Somado ao confinamento da Aurélia, acabou o sal, o açúcar e outras coisinhas que estavam perto do fim. Usamos todo o kit limpeza instalado na entrada do apartamento. Álcool gel, lenço umedecido, compartimento com pares de tênis que não passam dali para dentro de casa. Tudo pronto para o banho de profilaxia do retorno – pés, mãos, patas e guia de coleira, maçanetas e espelhos para acender a luz. Banhamos uma toalha com água sanitária e a colocamos como capacho do lado de fora, para as solas de sapato e coxins de vira-lata.

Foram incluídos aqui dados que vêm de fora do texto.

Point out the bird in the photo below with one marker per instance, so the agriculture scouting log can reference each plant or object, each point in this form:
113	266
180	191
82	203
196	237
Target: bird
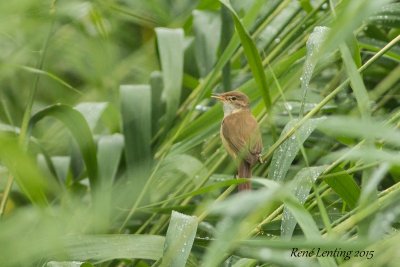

No mercadinho, a dona concorda comigo quando eu comento sobre o desespero de quem não consegue ficar em casa. Ela concorda, pequena comerciante, diz: “eles precisam saber esperar, pois logo passa”. É que nem todo mundo está preparado para olhar a própria casa, eu complemento. Ela arregala os olhos e concorda de novo, sorrindo.

20h
Li o conto A preocupação do pai de família, de Kafka. Estarrecido com algumas correspondências sobre o presente. Mas o que faz Kafka senão isso? Agora vou fazer hambúrguer. Mais tarde, a sessão de cinema será Morte em Veneza. Amanhã é sábado e tudo pode ser diferente.